Week 11 graphs

Graph which represents an ecological niche as an area of N dimensional hypervolume, based on all its resources and tolerances necessary for survival.

Shows that a niche can decrease in size, with a species only able to occupy areas with a certain set of conditions and resources. This occurs due to interspecific competition with an species which has partial niche overlap forcing the competitor to narrow its niche in resource partitioning to prevent competitive exclusion.

Represents how anolis lizards are able to exploit a different breadth of resources depending on their species,anolis cybotes has a narrow niche that allows it to utilize specific resources, whereas other anolis species can exploit a wider variety of resources

Demonstrates the limiting similarity problem which aims to see how much niche overlap is possible before co-existence becomes unstable. This model assumes an uni - dimensional resource and unidimensional realised niches. This model suggests that stable co-existence is possible where the distance between the peaks of the niches is greater than the relative niche width. Therefore stable co-existence can be achieved either through narrowing of niches reducing width, or through co evolving widely spaced niches

How much overlap is compatible with co-existence when species have different carrying capacity. model assumes peripheral species have equal carrying capacity. As overlap increases it is seen that the space where species are able to stably coexist decreases. At a high level, the space where co-existence is possible is small, and natural fluctuations in population size will result in them exceeding this leading to population crashed.

Pykes bumblebees. They demonstrated niche partitioning as depending on their tongue length they exhibited different foraging behaviour, with long tongued bees accessing flowers with longer corrolas while short-tongued bees foraged on shorter corrolas. Medium lenght showed the greatest breadth. This partitioning reduces competition for resources among the species. The exception to this was the short tongued nectar robber which showed niche parttioning in a second dimention - is able to chew through the base of the flower, making its foraging ability less limited by corrola length. The bees also showed niche partitioning in space, as species who shared a tongue length would not be found in the same foraging area to minimize competition. This allows for resource use without significant niche overlap, enhancing survival and reproductive success among different bumblebee species.

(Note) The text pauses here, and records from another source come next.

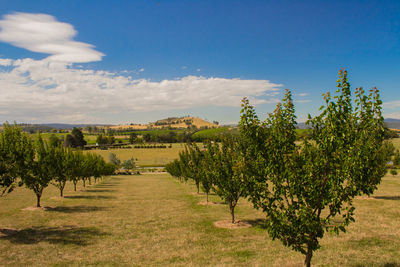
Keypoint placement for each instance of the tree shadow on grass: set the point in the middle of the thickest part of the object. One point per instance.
(75, 209)
(105, 185)
(100, 190)
(388, 264)
(388, 197)
(80, 236)
(90, 197)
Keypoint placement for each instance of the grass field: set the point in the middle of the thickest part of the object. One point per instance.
(153, 220)
(145, 156)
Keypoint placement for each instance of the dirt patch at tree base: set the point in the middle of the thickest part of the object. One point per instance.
(38, 208)
(7, 231)
(227, 224)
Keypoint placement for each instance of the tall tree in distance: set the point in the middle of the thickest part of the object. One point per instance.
(303, 189)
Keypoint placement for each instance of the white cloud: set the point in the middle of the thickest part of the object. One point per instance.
(392, 104)
(302, 101)
(44, 34)
(5, 62)
(52, 91)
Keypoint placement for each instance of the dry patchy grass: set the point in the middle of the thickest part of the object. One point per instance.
(145, 156)
(153, 220)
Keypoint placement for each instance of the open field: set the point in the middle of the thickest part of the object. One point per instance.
(162, 156)
(153, 220)
(145, 156)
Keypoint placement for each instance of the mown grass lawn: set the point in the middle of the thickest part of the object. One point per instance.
(154, 220)
(145, 156)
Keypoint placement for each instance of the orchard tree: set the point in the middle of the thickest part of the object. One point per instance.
(191, 163)
(132, 138)
(302, 189)
(16, 155)
(223, 166)
(128, 164)
(114, 159)
(99, 165)
(58, 166)
(78, 136)
(40, 171)
(73, 165)
(206, 170)
(174, 168)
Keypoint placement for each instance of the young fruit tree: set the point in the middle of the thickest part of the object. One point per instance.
(16, 153)
(191, 164)
(73, 164)
(223, 166)
(303, 189)
(40, 169)
(58, 166)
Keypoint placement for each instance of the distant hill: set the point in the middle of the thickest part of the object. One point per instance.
(174, 122)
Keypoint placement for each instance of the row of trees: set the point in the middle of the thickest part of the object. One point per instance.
(304, 189)
(37, 164)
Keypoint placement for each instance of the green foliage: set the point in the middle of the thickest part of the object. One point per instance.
(78, 136)
(114, 159)
(396, 158)
(191, 162)
(132, 138)
(54, 141)
(215, 134)
(223, 170)
(40, 169)
(302, 189)
(174, 168)
(58, 165)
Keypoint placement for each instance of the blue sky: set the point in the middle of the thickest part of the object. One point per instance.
(154, 59)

Schematic of a model of neutral theory, It explains the biodiversity of a metapopulation as the stochastic balance between speciation and extinction, and the biodiversity of a local community as the balance between immigration and extinction depending on their respective probability due to random abundance within the metacommunity.

Shows that the rate of species invasion in the thames is increasing over time.

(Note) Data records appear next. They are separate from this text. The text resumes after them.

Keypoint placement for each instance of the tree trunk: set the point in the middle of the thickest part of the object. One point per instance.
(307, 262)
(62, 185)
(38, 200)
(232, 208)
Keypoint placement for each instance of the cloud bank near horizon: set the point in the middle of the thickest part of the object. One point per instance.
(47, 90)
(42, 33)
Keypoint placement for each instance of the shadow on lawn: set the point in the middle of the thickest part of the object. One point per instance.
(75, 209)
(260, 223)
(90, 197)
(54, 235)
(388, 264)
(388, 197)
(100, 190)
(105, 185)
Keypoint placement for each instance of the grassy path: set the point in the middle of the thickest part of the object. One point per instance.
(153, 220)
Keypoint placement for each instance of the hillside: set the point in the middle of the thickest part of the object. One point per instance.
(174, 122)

Shows how the rate of invasive species establishment changes depending on whether it follows the biotic resistance model or invasional meltdown model. The biotic resistance model suggests that native species limit invasions due to competition, with the rate of invasion decreasing as the cumulative number of invasions incrreases and increases the level of competition for future competitors, while the invasional meltdown model posits that existing invasive species facilitate the establishment of new ones, resulting in an increased rate of invasion success over time.

For example:

invasive dreissenid mussels providing food in the form of ‘pseudo-faeces’ and a protective habitat for amphipod Echinogammarus ischnus, or parasitic sea lamprey Petromyzon marinus which suppressed native predatory salmonids and released Alosa pseudoharengus from predation pressure

Shows that plants had fewer pathogens in their naturalised ranges than the invasive range. The effect of this is strong in non heavily used plants, weaker in heavily used, and less evident in the case of viral pathogens.

overall Non-native species had fewer pathogen and virus species than comparable native plant species

Graph showing the rate a habitat gets occupied by invasive species based on the rule of tens. At 10% occupying the habitat, it is considered to be established, following which, the population begins to expand and then explode, fully occupying the habitat. If the invasive species is not managed before the explode stage, it is near impossible to remove with the only available option to try and manage the new populaion.

The presence of an invasive predator causes the sunfish to spend more time in areas with high vegetation cover, which is not their usual occupied niche. Therefore the invasion of predators affects their fitness.

Shows that invasive species have more impact on freshwater environments. This is attributed to their relative isolation from other ecosystems strengthening the effect of a trophic cascade and the frequent introduction of organisms in these environments.